Last week the United States Department of Agriculture released its first estimates for the 2020/21 global crops. Even though the USDA projections are watched closely, and tend to drive moves in US futures markets, they are also the last of the new season projections to be published each year.
As with other forecasters, they also tend to use trend data in their early estimates. While acreage estimates might be well analysed by now, yield data tends to be set by averages or underlying trends. As a result, production estimates at this early stage of the growing season tend not to fully reflect current growing season conditions.
Even this week the news reports are suggesting dryness in parts of the US southern plains, a further decline in the condition rating of the French crop (indicating that recent rains have simply slowed the deterioration in that crop, not reversed it), extensive dryness in forecasts this week for southern UK, northern France, northern Germany and north west Poland, and dryness to persist in north western Ukraine.
Here in Australia there is not a lot of rain for our grain belt in forecasts going out to May 25, with dryness likely to be an ongoing issue for WA in particular.

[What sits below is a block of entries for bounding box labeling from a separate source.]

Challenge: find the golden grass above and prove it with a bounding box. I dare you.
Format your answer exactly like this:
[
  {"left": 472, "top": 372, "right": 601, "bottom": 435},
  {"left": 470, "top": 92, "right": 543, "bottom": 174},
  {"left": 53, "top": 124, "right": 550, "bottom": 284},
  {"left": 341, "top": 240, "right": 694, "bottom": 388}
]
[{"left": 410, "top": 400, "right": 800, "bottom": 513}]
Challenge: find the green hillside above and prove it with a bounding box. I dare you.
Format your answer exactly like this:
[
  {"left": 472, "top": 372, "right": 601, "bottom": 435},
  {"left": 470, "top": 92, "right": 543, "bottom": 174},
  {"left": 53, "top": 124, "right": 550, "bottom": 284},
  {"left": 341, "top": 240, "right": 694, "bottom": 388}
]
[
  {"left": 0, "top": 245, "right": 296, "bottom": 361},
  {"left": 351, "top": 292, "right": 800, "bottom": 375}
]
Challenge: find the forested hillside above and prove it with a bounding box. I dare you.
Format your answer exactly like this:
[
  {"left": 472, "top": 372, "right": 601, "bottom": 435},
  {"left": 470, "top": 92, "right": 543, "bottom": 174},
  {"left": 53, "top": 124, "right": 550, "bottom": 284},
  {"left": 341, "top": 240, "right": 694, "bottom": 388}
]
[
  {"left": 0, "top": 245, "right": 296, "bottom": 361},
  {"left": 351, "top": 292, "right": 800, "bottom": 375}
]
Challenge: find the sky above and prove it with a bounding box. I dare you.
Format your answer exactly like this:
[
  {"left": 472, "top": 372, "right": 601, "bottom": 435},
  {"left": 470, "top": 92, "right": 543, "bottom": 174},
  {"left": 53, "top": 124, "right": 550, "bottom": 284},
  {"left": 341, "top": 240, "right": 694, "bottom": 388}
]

Despite the weather concerns persisting on multiple fronts, the high level USDA projection is for another record global crop, with global stocks increasing by 15 million tonnes over last year. As usual though, the bulk of the increase in wheat stocks is in China, leaving stocks to climb by 4.99mt when we exclude China from the figures.
A lift in stocks outside of China will be damaging for global markets over the course of this year, but again we have to look at where those stocks are likely to build. In this case India will account for 3mt of the 4.99mt.
At this stage India is not expected to be a major exporter, and so those stocks can probably be set to one side as well.
So that leaves the balance sheet looking a lot tighter, and suddenly quite vulnerable to adjustments in expected yields in key parts of North America, Europe and the Black Sea, not to mention Australia as well.
Over the past week or so we have seen US futures drift lower, simply as some of the risks associated with this year seemed to abate. We are on the cusp of finding out if that is warranted or whether ongoing issues and fine tuning of projections over the next few weeks will restore some value in new season pricing.
Meanwhile the $A value of December futures has dipped below $300 a tonne for only the third brief period since last December.